A imagem da mãe que se refreia de cuidar dos filhos se impõe nesse momento, até mesmo porque sua postura estoica vale para tudo. Em uma das cenas mais fortes do filme, a personagem confessa à nora, vivida por Lily James, que não consegue usar o mesmo vestido preto para o terceiro enterro de um fruto. No papel, Maura Tierney brilha ao se restringir por completo, revelando alguém que se fecha ainda mais para o mundo a cada novidade perda.
Sean Durkin, assim, reordena a história dos Von Erich uma vez que a de uma morada em deterioração. O caminho é bastante espargido por ele, que fez um tanto similar em seu longa anterior, “O Refúgio”, de 2020. Ali, também, Durkin brincava com a alucinação dos personagens, em uma mansão alugada por uma família que via o sonho de riqueza desabar por terreno.

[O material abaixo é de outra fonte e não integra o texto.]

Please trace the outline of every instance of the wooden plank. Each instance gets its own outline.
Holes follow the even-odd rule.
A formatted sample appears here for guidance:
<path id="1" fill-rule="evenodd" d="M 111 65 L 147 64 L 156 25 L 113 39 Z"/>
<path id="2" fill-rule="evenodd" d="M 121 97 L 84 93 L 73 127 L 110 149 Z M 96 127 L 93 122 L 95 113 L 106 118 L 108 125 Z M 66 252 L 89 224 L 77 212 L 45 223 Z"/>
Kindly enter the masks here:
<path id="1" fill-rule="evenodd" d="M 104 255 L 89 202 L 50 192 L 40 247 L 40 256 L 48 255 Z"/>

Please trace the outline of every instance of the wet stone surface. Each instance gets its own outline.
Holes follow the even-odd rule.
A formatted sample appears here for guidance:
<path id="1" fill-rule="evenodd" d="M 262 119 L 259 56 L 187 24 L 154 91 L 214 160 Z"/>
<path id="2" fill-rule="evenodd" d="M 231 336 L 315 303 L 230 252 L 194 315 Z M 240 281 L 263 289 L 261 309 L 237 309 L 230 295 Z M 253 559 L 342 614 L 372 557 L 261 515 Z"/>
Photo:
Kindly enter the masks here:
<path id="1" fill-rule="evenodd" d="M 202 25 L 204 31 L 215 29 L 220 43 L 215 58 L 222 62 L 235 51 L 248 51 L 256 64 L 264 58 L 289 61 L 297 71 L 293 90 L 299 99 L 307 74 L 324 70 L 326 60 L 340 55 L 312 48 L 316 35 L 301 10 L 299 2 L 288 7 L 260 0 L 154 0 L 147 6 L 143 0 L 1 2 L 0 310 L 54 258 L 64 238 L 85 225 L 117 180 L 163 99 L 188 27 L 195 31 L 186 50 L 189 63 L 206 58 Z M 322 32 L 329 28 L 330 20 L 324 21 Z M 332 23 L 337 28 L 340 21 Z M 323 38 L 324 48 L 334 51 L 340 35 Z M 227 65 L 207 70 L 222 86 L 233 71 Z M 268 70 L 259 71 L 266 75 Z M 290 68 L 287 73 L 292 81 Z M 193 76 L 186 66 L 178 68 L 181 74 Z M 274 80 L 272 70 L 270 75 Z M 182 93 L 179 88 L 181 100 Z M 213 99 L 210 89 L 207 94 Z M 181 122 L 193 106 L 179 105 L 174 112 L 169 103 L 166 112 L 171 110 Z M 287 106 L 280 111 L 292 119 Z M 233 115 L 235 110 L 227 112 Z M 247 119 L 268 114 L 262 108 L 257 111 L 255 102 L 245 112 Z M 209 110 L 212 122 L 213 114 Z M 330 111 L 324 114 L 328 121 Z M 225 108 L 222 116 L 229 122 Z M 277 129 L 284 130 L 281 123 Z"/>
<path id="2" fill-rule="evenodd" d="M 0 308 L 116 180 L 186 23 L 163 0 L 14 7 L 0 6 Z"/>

A grande diferença, cá, é a adesão ao melodrama clássico. Pelo gênero, “Garra de Ferro” luta contra as suas próprias amarras na procura do sentimento, cá traduzido na imagem do paixão fraternal perdido.
Se essa procura acabou frustrada na veras pelas mãos frias da morte, Durkin usa o cinema para encontrar algumas soluções simbólicas. O único dispêndio são as muitas lágrimas que desperta no público.